Irak'ta 1 Ekim 2019'da işsizlik, yolsuzluk ve kamu hizmetleri yetersizliği nedeniyle başlayan protestolar, Irak Kürdistan Bölgesi'ne (IKB) sıçradı.
Yaklaşık bir haftadır IKB'nin Süleymaniye kenti ve çevresinde memur maaşlarının ödenmemesi nedeniyle eylemler düzenleniyor.
IKB hükümetinin geciken maaşların ödeneceğine ilişkin açıklamasına rağmen protestoların öfkesi dinmiyor.

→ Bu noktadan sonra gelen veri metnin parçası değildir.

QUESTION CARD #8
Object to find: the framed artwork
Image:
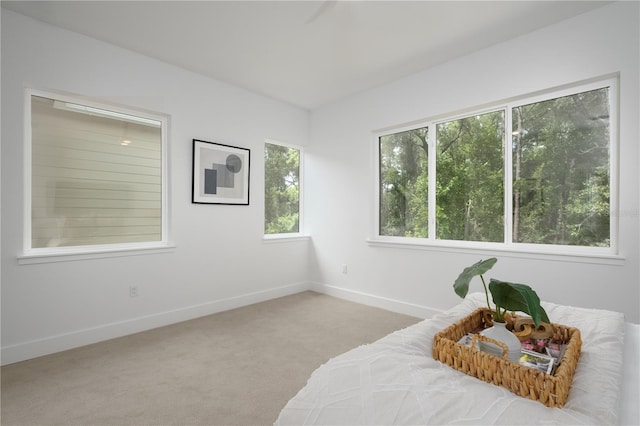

Gösterilerde fark gözetmeksizin tüm siyasi partilere ait binalar ateşe verildi.
Kürdistan Demokrat Partisi (KDP), Kürdistan Yurtseverler birliği (KYB), Goran (Değişim) Hareketi, Kürdistan İslami Birlik Partisi (Yekgırtu) ve Kürdistan İslami Toplum Partisi (Komel) binaları dahil onlarca yer yakıldı.
IKB'li makamlardan henüz resmi açıklama yapılmadı ancak yerel kaynakların aktardığına göre protestolarda 3 kişi öldü, 15 kişi yaralandı ve onlarca gösterici gözaltına alındı.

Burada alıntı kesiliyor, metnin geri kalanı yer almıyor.